4. People don't understand if we're a tourist, immigrant, or what.
This is ESPECIALLY true if you are a person of color. If you are white (and I don't mean this in a bad way - it just is what it is), people often will assume you're a tourist. Or, they'll think you're one of them. They won't confuse you as a refugee or immigrant. Also, white tourists are generally much more accepted than tourists of color. Same with immigrants. Same with refugees. Same with everything. It's all part of white privilege (and again, I don't mean it in a bad way - it just is what it is). My parents were living in Italy during the "Refugee Crisis", and I got so, so, so, many dirty looks when I visited them. I wanted to use a permanent marker and write on my forehead "I'M JUST VISITING MY PARENTS, WHO ARE TEMPORARILY LIVING HERE, PLEASE CHILL. WE'LL BE OUT OF YOUR COUNTRY SOON ENOUGH!" Would I receive those dirty looks if I was white? No. No one would be able to tell if I was a tourist, immigrant, refugee, migrant, etc., unless I opened my mouth and spoke (my horrible American accent would be a dead give away! - but even then, they'd assume I was a tourist, and not think twice about it). Sigh.
5. There's no going back to a "normal life". We will always be different.
I don't really know how to explain this one. It's like trying to explain what the color red looks like to someone who is color blind. Traveling really opens up your eyes. Moving across the world to various countries, living within them, and making parts of their culture your own, does the same to a significantly larger extent. You can't ever go back to being "normal"; you'll always be different, and this is a good thing. I wish more than anything, that everyone who could afford to would travel.

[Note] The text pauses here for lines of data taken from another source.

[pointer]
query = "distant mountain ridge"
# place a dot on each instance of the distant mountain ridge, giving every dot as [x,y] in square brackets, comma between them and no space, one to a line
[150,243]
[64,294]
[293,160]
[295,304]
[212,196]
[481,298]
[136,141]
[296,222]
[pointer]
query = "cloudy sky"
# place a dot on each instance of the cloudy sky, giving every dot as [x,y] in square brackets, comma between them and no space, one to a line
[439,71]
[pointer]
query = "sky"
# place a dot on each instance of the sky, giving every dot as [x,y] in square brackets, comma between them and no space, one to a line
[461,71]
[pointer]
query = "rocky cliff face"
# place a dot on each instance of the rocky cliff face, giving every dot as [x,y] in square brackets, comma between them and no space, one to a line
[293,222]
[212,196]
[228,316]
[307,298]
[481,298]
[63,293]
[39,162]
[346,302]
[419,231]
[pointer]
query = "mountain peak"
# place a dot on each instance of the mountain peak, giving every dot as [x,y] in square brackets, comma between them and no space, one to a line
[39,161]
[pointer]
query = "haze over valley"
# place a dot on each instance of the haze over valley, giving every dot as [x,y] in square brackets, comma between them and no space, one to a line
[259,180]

You don't have to go far; you don't even have to leave your own country (but please do, if you can). Travel, meet other people, see other cultures, and learn that there are a million ways of doing things, not just your way.

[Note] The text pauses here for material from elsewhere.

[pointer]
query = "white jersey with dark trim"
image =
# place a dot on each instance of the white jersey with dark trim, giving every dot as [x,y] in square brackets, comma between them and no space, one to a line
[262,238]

6. We can't really have pets, because we can't travel all around the world with animals.
No explanation needed. I mean, you could have pets, but it's stressful for animals to go through big moves especially across countries or continents, frequently. Personally, I have apple snails, but dream of having a kitten one day.
7. We can't own a lot of things, like a car or a house. We're always renting.

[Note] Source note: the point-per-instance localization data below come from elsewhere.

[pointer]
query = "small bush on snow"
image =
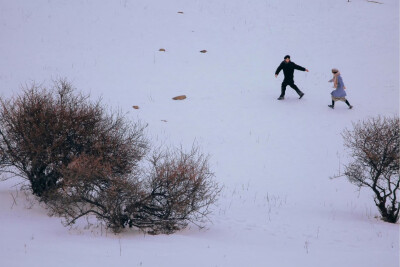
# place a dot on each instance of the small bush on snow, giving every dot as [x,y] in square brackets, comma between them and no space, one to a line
[81,161]
[374,146]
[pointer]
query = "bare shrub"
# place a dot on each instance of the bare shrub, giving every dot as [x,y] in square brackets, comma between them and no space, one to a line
[179,188]
[42,131]
[374,146]
[80,161]
[90,187]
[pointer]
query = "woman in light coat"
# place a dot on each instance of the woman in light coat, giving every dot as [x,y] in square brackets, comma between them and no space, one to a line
[338,94]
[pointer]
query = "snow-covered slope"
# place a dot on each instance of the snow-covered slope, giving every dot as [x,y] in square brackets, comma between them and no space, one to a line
[274,158]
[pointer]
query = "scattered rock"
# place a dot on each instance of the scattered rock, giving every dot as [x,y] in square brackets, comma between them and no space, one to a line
[180,97]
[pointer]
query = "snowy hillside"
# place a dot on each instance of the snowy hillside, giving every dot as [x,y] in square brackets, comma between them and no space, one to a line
[274,158]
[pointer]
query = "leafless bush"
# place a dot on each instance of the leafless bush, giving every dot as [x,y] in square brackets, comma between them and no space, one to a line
[179,188]
[374,146]
[80,161]
[42,131]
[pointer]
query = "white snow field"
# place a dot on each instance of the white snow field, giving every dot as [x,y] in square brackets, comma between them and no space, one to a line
[279,206]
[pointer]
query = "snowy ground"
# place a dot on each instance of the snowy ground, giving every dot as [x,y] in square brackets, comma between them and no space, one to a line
[274,158]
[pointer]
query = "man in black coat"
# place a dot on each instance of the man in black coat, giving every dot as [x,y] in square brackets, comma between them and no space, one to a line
[288,68]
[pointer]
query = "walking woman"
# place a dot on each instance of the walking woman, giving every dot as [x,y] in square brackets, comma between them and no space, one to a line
[338,94]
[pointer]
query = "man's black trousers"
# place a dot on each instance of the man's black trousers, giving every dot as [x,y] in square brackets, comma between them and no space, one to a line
[291,84]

It doesn't make sense to buy a car or a house when you're only living in that country for a few months or year! TCKs (or, actually, TCAs) typically rent. Many TCAs have houses, cars, etc. in their passport country (home country) but rent when they're abroad.
8. We have to find different products everywhere we go, because every country has its own products.
Don't get too attached to the local treats at the grocery store, because you will likely have a lot of difficulty finding them in other countries!
9. The majority of our relationships are (or will become) long-distance.
That's simply what happens when you allow your soul to connect with another, knowing you're going to be moving soon.
10. Our lives are both a blessing and a curse.
Because of all the things I noted above, and for many more reasons, being a TCK can be a bit of a curse. Personally, for me, the good outweighs the bad and I am proud of my TCK lifestyle, but hope to settle down one day. I am unsure if I would like to put my future kids through this. Rather, I would encourage traveling over moving, so that they may learn about cultures outside their own, see the world's beauty, hear songs in foreign tongues, but still have a place to come home to, a bed to sleep in, and a singular place to call home.